The Journal of Natural Products, which publishes chemical and biochemical research on naturally occurring compounds, is currently celebrating its 75th anniversary. To mark the occasion among natural products researchers of all stripes, the journal hosted a special symposium in late July at the 10th International Congress on Natural Products Research (ICNPR) in New York City.

ICNPR brings together members of the American Society of Pharmacognosy (ASP) and its European sister societies: the Society for Medicinal Plant Research, the Italian Society of Phytochemistry, the Phytochemical Society of Europe, and the French Speaking Society of Pharmacognosy. More than 1,200 people attended this year’s congress, making it the largest scientific meeting focused entirely on natural products research to have been held in North America. Guy T. Carter of Carter-Bernan Consulting and Edward J. Kennelly of the City University of New York’s Lehman College chaired the gathering.

The journal’s anniversary symposium highlighted the work of three natural products luminaries. William Gerwick of the University of California, San Diego, spoke about his decades-long research effort on curacin A. Rachel Mata of the National Autonomous University of Mexico talked about her work on Mexican antidiabetic herbs. And Arizona State University’s George R. Pettit took attendees on a tour through the myriad natural products that have been discovered by his research group.

A. Douglas Kinghorn, the Ohio State University pharmacy professor who has been editor-in-chief of the Journal of Natural Products since 1994, also used the occasion to give attendees a history of the publication. The journal began in 1938 as Lloydia, a quarterly journal of biological science published by the Lloyd Library & Museum in Cincinnati. It was originally devoted to mycology; the first chemical structures appeared in its pages in 1956.

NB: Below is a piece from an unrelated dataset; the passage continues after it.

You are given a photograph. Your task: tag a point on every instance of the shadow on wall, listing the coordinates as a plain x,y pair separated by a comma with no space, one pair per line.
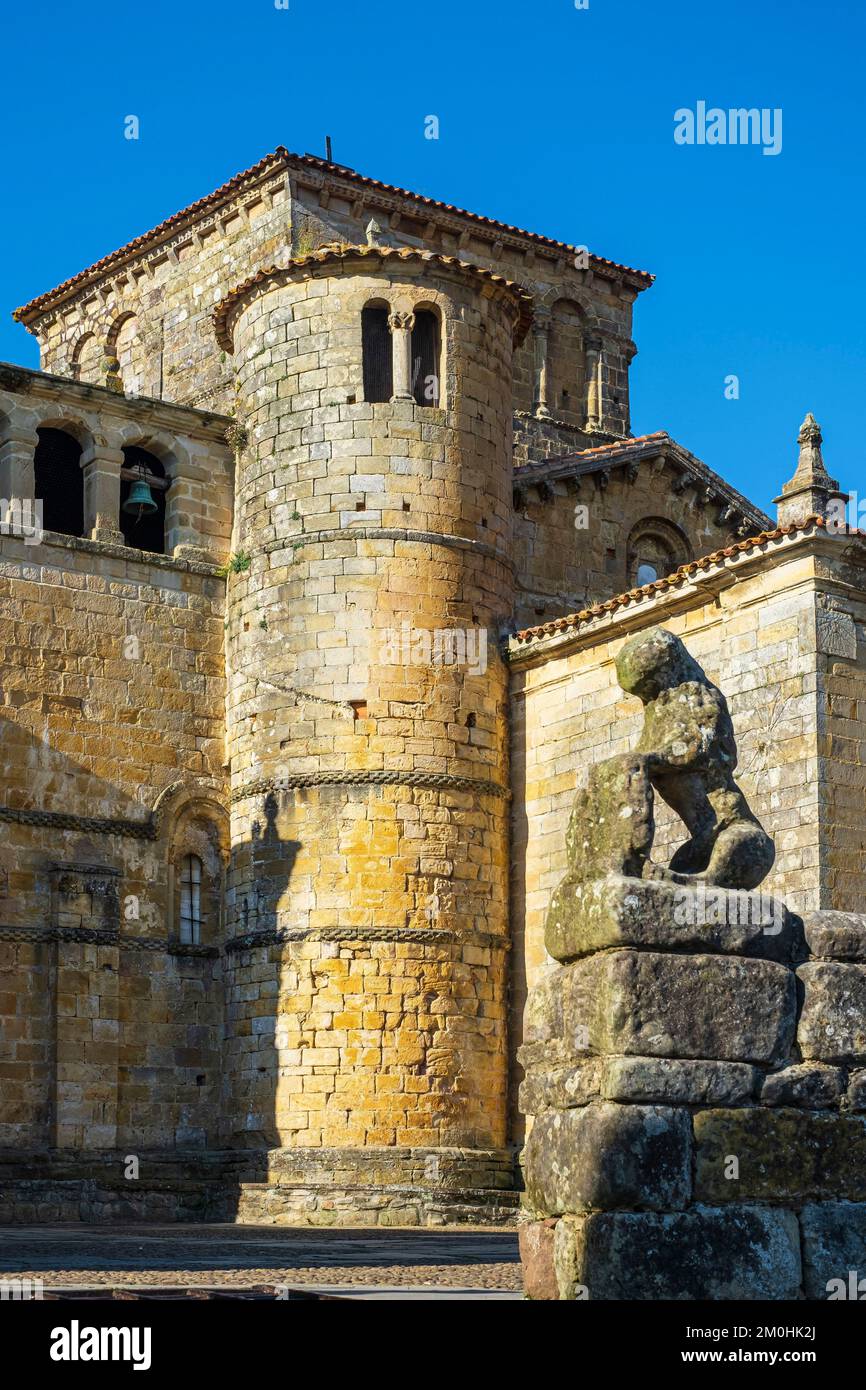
113,1014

In 1961, ASP began to copublish the journal. The publication changed its name in 1979 to the Journal of Natural Products under the guidance of then-editor Jack L. Beal, who thought the new name better conveyed the journal’s content. The American Chemical Society began to copublish the journal with ASP in 1996.

“The Journal of Natural Products publishes the structures of well over 1,000 new secondary metabolites from terrestrial and marine organisms every year,” Kinghorn tells C&EN. “Therefore, our journal plays a major role in presenting new information to the scientific community on the chemical diversity of small-molecular-weight organic constituents or organisms.”